🤖 AI Summary
This study addresses four core ethical challenges in the real-world deployment of welfare robots: safety risks, identification of target users and co-creators, data and device ownership, and justification of robotic intervention necessity. Employing community-based participatory co-design, we collected qualitative data using a Social Robotics Ethics Canvas and conducted systematic thematic analysis. Our contribution is a novel, forward-looking ethical reflection framework grounded in pluralistic stakeholder perspectives. It identifies four critical thematic domains—safety assurance, user–stakeholder rights and responsibilities, data governance, and technological appropriateness—and translates them into actionable, context-sensitive ethical governance pathways for health robotics development. By embedding ethical deliberation directly within design practice, the framework advances substantive alignment between technological innovation and public welfare. (138 words)
📝 Abstract
Recent studies indicate that robotic coaches can play a crucial role in promoting wellbeing. However, the real-world deployment of wellbeing robots raises numerous ethical and socio-technical questions and concerns. To explore these questions, we undertake a community-centered investigation to examine three different communities' perspectives on using robotic wellbeing coaches in real-world environments. We frame our work as an anticipatory ethical investigation, which we undertake to better inform the development of robotic technologies with communities' opinions, with the ultimate goal of aligning robot development with public interest. We conducted workshops with three communities who are under-represented in robotics development: 1) members of the public at a science festival, 2) women computer scientists at a conference, and 3) humanities researchers interested in history and philosophy of science. In the workshops, we collected qualitative data using the Social Robot Co-Design Canvas on Ethics. We analysed the collected qualitative data with Thematic Analysis, informed by notes taken during workshops.
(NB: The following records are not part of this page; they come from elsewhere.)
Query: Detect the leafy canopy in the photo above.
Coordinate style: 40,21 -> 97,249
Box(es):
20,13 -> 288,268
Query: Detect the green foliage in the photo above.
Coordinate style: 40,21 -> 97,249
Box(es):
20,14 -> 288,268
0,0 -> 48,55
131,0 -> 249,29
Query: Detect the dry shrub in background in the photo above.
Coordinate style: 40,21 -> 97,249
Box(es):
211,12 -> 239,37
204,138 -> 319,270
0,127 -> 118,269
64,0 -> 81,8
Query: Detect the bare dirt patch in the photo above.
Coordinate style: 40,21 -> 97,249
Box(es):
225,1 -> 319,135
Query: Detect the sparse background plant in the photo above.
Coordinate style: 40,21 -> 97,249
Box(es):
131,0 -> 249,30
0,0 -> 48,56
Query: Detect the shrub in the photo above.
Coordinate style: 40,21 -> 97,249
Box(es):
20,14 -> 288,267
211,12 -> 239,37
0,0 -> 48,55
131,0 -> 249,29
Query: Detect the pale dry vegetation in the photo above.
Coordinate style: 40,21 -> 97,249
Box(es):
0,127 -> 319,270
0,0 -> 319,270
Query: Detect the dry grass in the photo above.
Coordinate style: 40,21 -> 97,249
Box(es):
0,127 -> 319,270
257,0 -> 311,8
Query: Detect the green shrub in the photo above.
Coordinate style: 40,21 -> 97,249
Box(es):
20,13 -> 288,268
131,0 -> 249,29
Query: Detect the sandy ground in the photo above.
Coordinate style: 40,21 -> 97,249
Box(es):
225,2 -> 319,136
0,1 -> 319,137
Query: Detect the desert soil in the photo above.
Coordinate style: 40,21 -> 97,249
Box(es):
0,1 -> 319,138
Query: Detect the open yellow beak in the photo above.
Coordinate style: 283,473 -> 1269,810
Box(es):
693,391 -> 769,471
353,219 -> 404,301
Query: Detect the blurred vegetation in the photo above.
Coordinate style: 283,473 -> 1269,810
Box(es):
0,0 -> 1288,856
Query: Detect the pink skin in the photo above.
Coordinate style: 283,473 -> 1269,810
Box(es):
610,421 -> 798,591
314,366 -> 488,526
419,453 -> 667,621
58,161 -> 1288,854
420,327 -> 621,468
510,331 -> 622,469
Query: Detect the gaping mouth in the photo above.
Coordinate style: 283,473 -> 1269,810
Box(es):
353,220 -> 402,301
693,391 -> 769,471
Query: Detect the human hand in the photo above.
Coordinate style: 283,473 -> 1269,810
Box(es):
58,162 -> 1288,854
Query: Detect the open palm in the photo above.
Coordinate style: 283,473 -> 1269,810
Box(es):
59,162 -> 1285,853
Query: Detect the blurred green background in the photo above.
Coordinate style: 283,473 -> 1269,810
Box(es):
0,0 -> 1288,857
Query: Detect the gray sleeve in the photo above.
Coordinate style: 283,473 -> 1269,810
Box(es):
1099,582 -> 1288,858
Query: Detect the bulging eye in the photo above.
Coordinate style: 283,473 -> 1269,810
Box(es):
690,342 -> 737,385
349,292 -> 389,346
Through our analysis, we identify four themes regarding key ethical and socio-technical questions about the real-world use of wellbeing robots. We group participants' insights and discussions around these broad thematic questions, discuss them in light of state-of-the-art literature, and highlight areas for future investigation. Finally, we provide the four questions as a broad framework that roboticists can and should use during robotic development and deployment, in order to reflect on the ethics and socio-technical dimensions of their robotic applications, and to engage in dialogue with communities of robot users. The four questions are: 1) Is the robot safe and how can we know that?, 2) Who is the robot built for and with?, 3) Who owns the robot and the data?, and 4) Why a robot?.